Suited and booted, the Best Men of the title look like Tarantino's Reservoir Dogs, and you'd be forgiven for thinking that they were going to rob a bank as they step out in their finest clobber. Actually they are - but only one of them knows it. On their way to a wedding, it transpires that the groom is really the Shakespeare-spouting robber known in the press as Hamlet - and his unsuspecting mates are caught up in his criminal activities. Holed-up in a bank with a bunch of hostages, and the police, FBI and media camped outside, they gradually become local heroes. But will the getaway bus they'd bargained for lead them to freedom or straight into the sights of the trigger-happy Feds?
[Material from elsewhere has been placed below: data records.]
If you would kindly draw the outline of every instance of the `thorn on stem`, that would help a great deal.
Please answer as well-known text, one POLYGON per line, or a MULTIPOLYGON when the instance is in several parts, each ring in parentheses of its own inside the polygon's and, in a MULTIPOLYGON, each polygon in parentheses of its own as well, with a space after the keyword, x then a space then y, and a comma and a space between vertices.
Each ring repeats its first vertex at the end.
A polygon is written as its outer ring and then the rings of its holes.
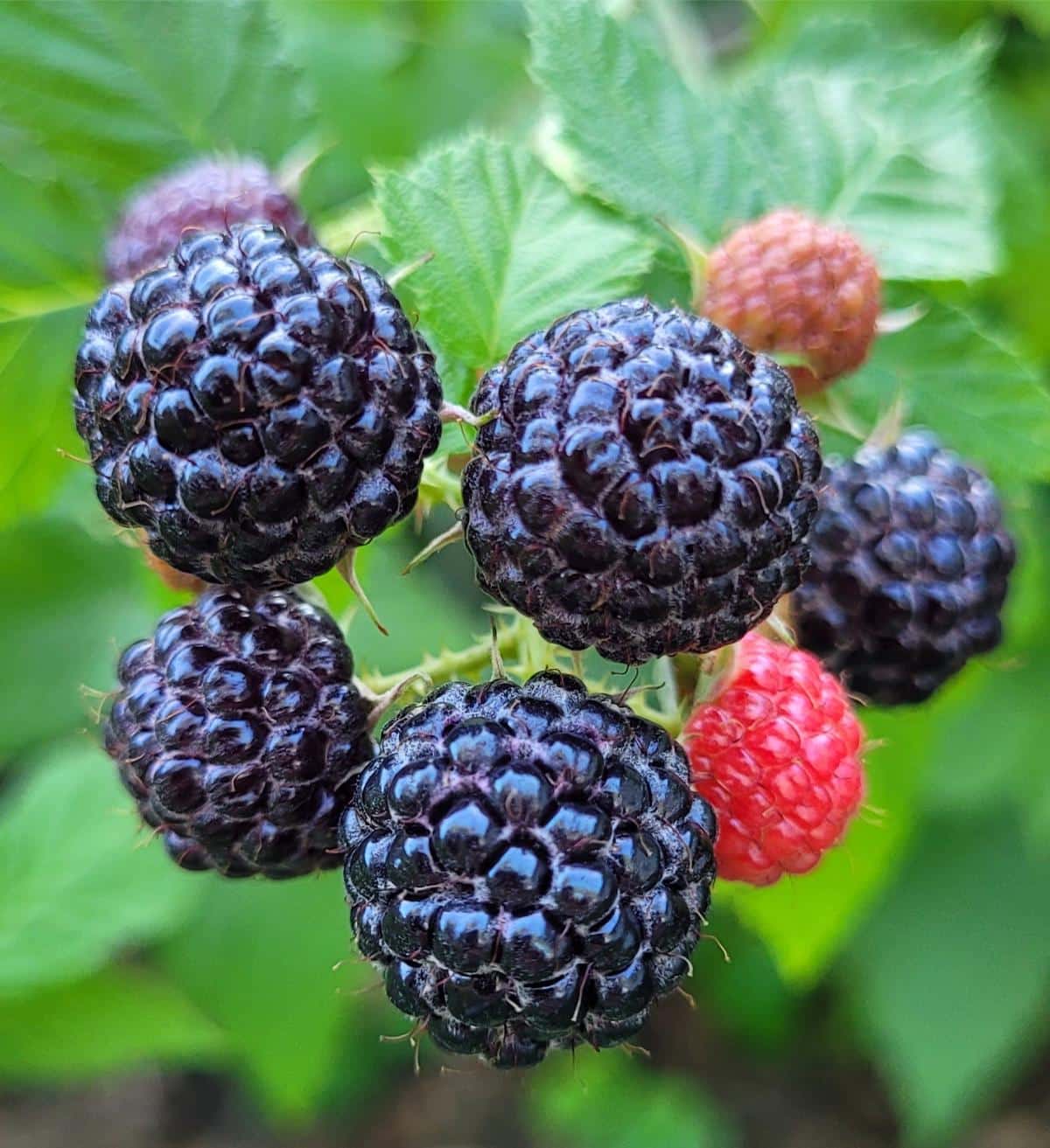
POLYGON ((495 417, 496 412, 494 410, 486 411, 484 414, 474 414, 465 406, 449 402, 442 403, 441 410, 438 411, 438 418, 442 422, 465 422, 469 427, 484 427, 486 422, 492 422, 495 417))
POLYGON ((369 615, 372 620, 372 625, 379 630, 380 634, 389 636, 389 630, 379 621, 379 615, 376 613, 375 606, 369 602, 368 595, 364 592, 361 583, 357 581, 357 573, 354 569, 354 558, 357 554, 356 550, 348 550, 335 566, 342 576, 343 582, 354 591, 355 597, 361 603, 361 608, 369 615))
POLYGON ((494 616, 489 616, 488 625, 492 633, 492 676, 496 681, 505 677, 507 672, 503 668, 503 654, 500 653, 500 631, 494 616))
POLYGON ((396 287, 397 284, 408 279, 408 277, 412 274, 412 272, 418 271, 419 267, 426 266, 426 264, 430 263, 430 261, 433 257, 434 257, 433 251, 426 251, 425 254, 420 255, 418 259, 412 259, 411 263, 406 263, 400 267, 395 267, 386 277, 386 281, 391 285, 391 287, 396 287))
POLYGON ((446 546, 450 546, 454 542, 458 542, 463 537, 463 523, 456 522, 455 526, 450 526, 443 534, 439 534, 437 538, 432 538, 415 558, 404 567, 401 572, 402 575, 411 574, 411 572, 417 567, 422 566, 427 558, 433 558, 439 551, 443 550, 446 546))

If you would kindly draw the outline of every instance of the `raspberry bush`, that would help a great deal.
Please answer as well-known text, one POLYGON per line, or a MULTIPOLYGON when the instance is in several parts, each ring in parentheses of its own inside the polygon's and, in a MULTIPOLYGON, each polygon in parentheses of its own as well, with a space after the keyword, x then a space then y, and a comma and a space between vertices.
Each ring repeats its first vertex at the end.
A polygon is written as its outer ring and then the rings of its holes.
POLYGON ((0 11, 0 1081, 695 1148, 831 1001, 948 1143, 1039 1055, 1037 22, 621 7, 0 11))

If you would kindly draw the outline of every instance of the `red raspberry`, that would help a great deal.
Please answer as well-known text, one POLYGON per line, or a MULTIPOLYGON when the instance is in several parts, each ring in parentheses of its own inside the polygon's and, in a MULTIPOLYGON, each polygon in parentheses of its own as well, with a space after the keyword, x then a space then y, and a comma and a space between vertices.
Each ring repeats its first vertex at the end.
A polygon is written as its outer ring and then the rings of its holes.
POLYGON ((703 311, 756 351, 800 355, 800 394, 823 390, 867 358, 879 271, 849 232, 802 211, 744 224, 708 261, 703 311))
POLYGON ((849 696, 817 658, 748 634, 685 730, 693 786, 718 815, 719 877, 771 885, 812 869, 864 796, 860 739, 849 696))

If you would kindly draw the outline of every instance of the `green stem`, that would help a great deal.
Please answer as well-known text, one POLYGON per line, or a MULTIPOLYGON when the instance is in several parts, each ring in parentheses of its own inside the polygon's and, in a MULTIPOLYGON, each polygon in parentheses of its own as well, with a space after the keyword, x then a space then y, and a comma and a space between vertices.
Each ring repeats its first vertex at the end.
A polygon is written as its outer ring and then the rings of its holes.
POLYGON ((463 491, 460 487, 460 475, 449 467, 449 455, 431 457, 423 464, 423 478, 419 481, 419 501, 423 505, 462 510, 463 491))
MULTIPOLYGON (((496 649, 503 657, 512 654, 518 649, 517 625, 501 627, 496 631, 496 649)), ((361 680, 375 693, 385 693, 392 690, 411 674, 418 674, 420 678, 429 681, 431 688, 443 685, 446 682, 455 682, 461 677, 469 677, 479 674, 492 666, 491 637, 476 642, 463 650, 442 650, 438 654, 425 654, 418 666, 399 670, 395 674, 362 674, 361 680)), ((422 682, 416 687, 422 692, 422 682)))

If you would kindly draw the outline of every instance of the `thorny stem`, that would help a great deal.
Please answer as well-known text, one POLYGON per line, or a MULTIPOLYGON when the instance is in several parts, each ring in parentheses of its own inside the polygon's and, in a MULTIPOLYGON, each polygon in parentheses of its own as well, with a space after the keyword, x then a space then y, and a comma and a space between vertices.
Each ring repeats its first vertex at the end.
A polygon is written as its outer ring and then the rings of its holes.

It all sounds very Dog Day Afternoon, and a homage to the Al Pacino classic is clearly the intention of co-writers Art Edler Brown and Tracy Fraim. Director Tamra Davis also plays up cheeky nods to movies like Speed, Butch Cassidy And The Sundance Kid, even Thelma&Louise. Yet for all this, Best Men is much more that the sum of its plagiarised parts - it's a cracking action comedy full of snappy dialogue and colourful characters.
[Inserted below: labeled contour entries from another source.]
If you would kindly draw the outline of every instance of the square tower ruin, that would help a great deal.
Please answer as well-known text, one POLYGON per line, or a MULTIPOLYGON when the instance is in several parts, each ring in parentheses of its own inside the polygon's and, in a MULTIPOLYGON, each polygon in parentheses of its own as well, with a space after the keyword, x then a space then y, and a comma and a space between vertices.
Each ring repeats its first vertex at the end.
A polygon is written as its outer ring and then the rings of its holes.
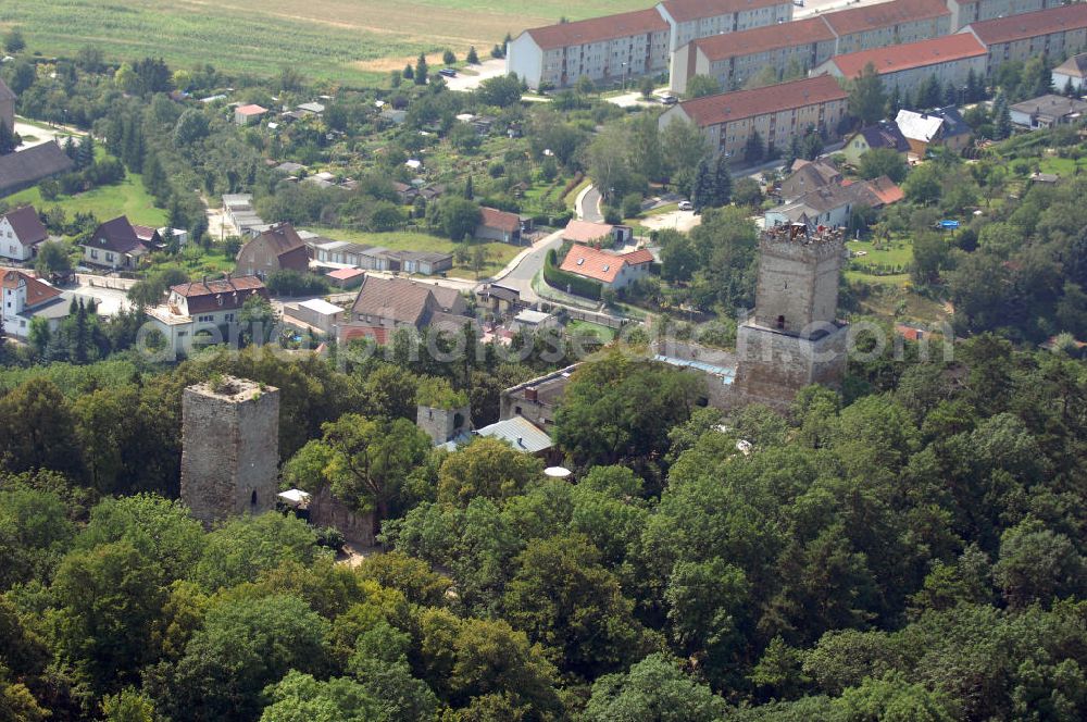
POLYGON ((225 376, 182 395, 182 500, 211 524, 275 508, 279 389, 225 376))
POLYGON ((798 223, 763 232, 754 315, 736 338, 738 400, 785 410, 809 384, 840 384, 848 334, 836 319, 844 253, 839 228, 798 223))

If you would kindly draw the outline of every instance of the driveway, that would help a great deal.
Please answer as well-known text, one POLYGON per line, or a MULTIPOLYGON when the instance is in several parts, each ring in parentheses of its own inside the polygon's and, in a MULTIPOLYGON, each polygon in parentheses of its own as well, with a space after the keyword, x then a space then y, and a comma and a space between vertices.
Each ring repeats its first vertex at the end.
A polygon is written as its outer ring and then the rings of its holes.
POLYGON ((536 291, 533 290, 533 278, 544 267, 544 259, 551 249, 558 250, 562 246, 562 232, 555 231, 550 236, 545 236, 533 245, 532 250, 523 252, 514 261, 492 279, 493 283, 501 284, 509 288, 516 288, 521 291, 521 300, 526 303, 535 303, 539 300, 536 291))
MULTIPOLYGON (((437 73, 440 69, 435 69, 434 72, 437 73)), ((455 77, 447 77, 446 87, 450 90, 460 90, 461 92, 471 92, 479 87, 484 80, 492 77, 501 77, 505 75, 505 59, 504 58, 491 58, 485 60, 479 65, 468 65, 464 69, 457 69, 455 77)))
MULTIPOLYGON (((30 125, 29 123, 20 121, 18 117, 15 119, 15 133, 23 138, 23 145, 18 147, 20 150, 34 148, 57 138, 60 138, 60 142, 63 145, 64 140, 73 135, 63 128, 43 128, 38 125, 30 125), (34 140, 27 140, 27 138, 34 138, 34 140)), ((79 142, 78 136, 76 137, 76 142, 79 142)))
POLYGON ((650 215, 641 221, 641 225, 652 231, 674 228, 687 233, 702 222, 701 215, 695 215, 695 211, 672 211, 660 215, 650 215))

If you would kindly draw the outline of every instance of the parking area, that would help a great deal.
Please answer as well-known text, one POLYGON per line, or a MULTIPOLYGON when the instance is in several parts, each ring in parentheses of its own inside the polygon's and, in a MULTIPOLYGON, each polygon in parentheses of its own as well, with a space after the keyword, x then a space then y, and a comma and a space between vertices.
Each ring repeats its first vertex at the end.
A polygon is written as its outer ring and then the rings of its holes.
POLYGON ((455 77, 447 77, 445 80, 446 87, 450 90, 470 92, 478 88, 479 84, 484 80, 492 77, 501 77, 502 75, 505 75, 505 60, 502 58, 491 58, 485 60, 479 65, 459 69, 455 77))

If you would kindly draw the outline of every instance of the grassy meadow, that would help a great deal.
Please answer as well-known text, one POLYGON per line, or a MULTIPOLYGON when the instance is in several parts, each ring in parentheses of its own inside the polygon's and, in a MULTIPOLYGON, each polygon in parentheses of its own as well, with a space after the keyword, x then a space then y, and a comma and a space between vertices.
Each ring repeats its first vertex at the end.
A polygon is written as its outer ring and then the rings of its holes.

Brad Dourif (One Flew Over The Cuckoo's Nest), steals all his scenes as a bitter Vietnam vet, but everyone in the small cast shines. Dean Cain, in his first big-screen leading role, sends up his macho Superman image by playing a gay character, while Drew Barrymore is spunky good fun as the bride who turns up in full wedding regalia.
And good fun is the best way to describe this eccentric low-budget pic, which plays like a Tarantino wannabe on laughing gas. Blocks won't be busted by it, but its witty script and cunning little plot show that it's richer and more rewarding than many a bigger movie - and at 90 minutes, there's plenty of time for a pint and a laugh afterwards.